Freeman then quoted, without questioning, Danny Westneat, writing for the Seattle Times:

Admitting errors in public is hard…. Conventional political wisdom says it means you’re weak. In this case, I’d argue it’s a positive sign for the future of both the mayor and Seattle.
It means the mayor is at least more grounded in the real world than some of her blinkered progressive fans….
Maybe this is a chance to reset relations with businesses—at least ones other than Starbucks, where it may be too late.

But what “error” is Westneat claiming Wilson has admitted? In fact, it’s quite clear from Wilson’s own words, and Westneat has chosen to ignore it. Wilson admitted the error of her words, not the error of their intent, which is and always has been, her disdain for and assaults on free markets and the larger businesses that operate in them.

Competition

In her Free Expression piece concerning the Harvard faculty’s vote to limit the number A grades (but not A- and lower grades) awarded to the school’s pupils, Mary Julia Koch had this:

It’s a fair point that a scarcity of A’s could crank up the competitiveness among an already ambitious group of college kids.

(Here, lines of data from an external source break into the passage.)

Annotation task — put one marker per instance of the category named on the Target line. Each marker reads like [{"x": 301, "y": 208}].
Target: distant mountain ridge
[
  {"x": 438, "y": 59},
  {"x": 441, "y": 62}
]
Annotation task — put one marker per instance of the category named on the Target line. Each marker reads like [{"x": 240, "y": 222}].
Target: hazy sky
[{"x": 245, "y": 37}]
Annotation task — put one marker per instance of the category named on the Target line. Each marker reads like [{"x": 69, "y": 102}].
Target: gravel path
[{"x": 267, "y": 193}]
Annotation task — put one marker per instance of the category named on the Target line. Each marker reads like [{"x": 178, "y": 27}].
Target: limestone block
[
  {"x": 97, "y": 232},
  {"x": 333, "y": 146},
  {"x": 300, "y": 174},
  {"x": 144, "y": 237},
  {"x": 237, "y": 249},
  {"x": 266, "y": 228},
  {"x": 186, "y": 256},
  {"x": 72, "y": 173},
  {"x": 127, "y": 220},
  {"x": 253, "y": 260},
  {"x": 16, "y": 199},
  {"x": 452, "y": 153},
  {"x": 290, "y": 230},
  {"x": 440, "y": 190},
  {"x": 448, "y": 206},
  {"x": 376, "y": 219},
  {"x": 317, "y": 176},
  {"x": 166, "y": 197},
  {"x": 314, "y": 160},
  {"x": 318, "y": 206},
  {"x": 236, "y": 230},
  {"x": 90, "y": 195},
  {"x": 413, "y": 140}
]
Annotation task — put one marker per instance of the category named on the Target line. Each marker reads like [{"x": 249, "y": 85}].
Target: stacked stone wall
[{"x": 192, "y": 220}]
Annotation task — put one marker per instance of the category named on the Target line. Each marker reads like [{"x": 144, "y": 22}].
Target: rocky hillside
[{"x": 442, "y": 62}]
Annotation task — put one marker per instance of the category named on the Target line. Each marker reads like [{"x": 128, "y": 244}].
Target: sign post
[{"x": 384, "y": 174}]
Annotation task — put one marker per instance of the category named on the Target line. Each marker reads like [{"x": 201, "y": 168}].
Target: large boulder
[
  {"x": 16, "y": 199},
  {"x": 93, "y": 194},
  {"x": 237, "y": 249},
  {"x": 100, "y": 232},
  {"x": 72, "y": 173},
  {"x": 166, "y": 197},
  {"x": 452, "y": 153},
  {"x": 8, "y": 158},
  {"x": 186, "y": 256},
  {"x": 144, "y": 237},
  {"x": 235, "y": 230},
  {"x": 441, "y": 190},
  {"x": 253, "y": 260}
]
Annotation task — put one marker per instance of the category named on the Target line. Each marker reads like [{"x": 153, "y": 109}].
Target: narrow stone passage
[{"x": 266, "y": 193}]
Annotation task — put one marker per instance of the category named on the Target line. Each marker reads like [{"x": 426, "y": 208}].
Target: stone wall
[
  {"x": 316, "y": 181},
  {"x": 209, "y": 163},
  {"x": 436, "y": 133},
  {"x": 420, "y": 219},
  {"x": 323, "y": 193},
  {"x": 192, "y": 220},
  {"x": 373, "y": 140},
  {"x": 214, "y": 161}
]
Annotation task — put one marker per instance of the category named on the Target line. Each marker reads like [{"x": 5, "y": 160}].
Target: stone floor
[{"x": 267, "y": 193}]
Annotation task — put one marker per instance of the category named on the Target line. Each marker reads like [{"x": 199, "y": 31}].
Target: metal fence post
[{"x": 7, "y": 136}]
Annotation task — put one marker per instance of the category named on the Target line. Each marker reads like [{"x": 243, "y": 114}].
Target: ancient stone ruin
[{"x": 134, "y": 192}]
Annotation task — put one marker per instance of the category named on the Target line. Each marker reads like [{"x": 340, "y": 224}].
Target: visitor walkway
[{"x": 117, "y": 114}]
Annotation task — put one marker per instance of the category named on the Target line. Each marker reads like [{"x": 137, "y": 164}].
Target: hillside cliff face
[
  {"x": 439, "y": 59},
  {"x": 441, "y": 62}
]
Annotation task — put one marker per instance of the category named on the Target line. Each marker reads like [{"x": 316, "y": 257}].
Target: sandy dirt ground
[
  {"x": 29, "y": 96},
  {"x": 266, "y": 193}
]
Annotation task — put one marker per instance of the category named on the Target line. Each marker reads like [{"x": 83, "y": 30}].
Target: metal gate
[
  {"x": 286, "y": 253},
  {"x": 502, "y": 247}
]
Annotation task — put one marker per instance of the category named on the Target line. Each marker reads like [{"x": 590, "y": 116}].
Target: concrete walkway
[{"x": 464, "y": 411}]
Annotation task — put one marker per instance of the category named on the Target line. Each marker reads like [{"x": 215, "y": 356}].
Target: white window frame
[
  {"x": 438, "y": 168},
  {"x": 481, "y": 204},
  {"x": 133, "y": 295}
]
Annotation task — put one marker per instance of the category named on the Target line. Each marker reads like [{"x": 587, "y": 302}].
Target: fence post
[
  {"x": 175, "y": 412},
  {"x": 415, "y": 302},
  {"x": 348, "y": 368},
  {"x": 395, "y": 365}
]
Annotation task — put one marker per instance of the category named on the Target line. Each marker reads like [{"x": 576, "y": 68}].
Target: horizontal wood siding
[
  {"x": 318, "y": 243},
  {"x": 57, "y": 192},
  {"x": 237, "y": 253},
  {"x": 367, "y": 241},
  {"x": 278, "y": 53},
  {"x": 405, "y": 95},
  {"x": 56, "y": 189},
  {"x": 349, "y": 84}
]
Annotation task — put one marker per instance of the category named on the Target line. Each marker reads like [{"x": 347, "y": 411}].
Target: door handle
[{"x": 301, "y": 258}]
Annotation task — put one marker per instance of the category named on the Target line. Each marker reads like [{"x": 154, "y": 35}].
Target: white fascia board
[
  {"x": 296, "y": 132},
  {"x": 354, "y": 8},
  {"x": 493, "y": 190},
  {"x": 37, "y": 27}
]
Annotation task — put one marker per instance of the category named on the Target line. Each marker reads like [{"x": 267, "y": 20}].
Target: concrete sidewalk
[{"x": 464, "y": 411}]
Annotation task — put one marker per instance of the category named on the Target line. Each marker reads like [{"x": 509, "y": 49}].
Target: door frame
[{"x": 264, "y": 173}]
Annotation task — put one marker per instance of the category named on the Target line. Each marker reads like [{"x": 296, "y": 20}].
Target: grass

It’s a fair point? What, exactly, is wrong with competition among the pupils for the better grades, and so for the benefits ensuing, beginning with a less stressful and sooner successful job hunt? What’s wrong with increasing the level of that competition?

Harvard’s pupils, even after this grade inflation move (as small as it is), have no idea of the level of competition in our relatively free market economy. Those pupils have no idea of the benefits of competition, from improving their own skills to producing better products and services at the companies that employ them to the follow-on of more and better jobs and better pay.

One professor who doesn’t like the quota said that

she didn’t become a college professor to “rank my students against one another for the convenience of potential employers.”

But that’s precisely the purpose and the benefit of such rankings, and her attitude insults those students who take her classes. College graduates are not simple members of a commodity pool from which a company can select at random. Companies want to hire only the best because that’s what produces the best goods and services, which in turn maximizes the companies’ ability to thrive and grow and do R&D, which in the end maximizes job growth and so employment opportunities. One of the most important tools a company has in discriminating among a pool of brand new college graduates is an honestly done GPA.

The answers to my prior questions is that there’s nothing wrong with competition or with increasing competition. That’s what makes all of our lives better, including those of Harvard’s pupils, who now will be required to level up their game.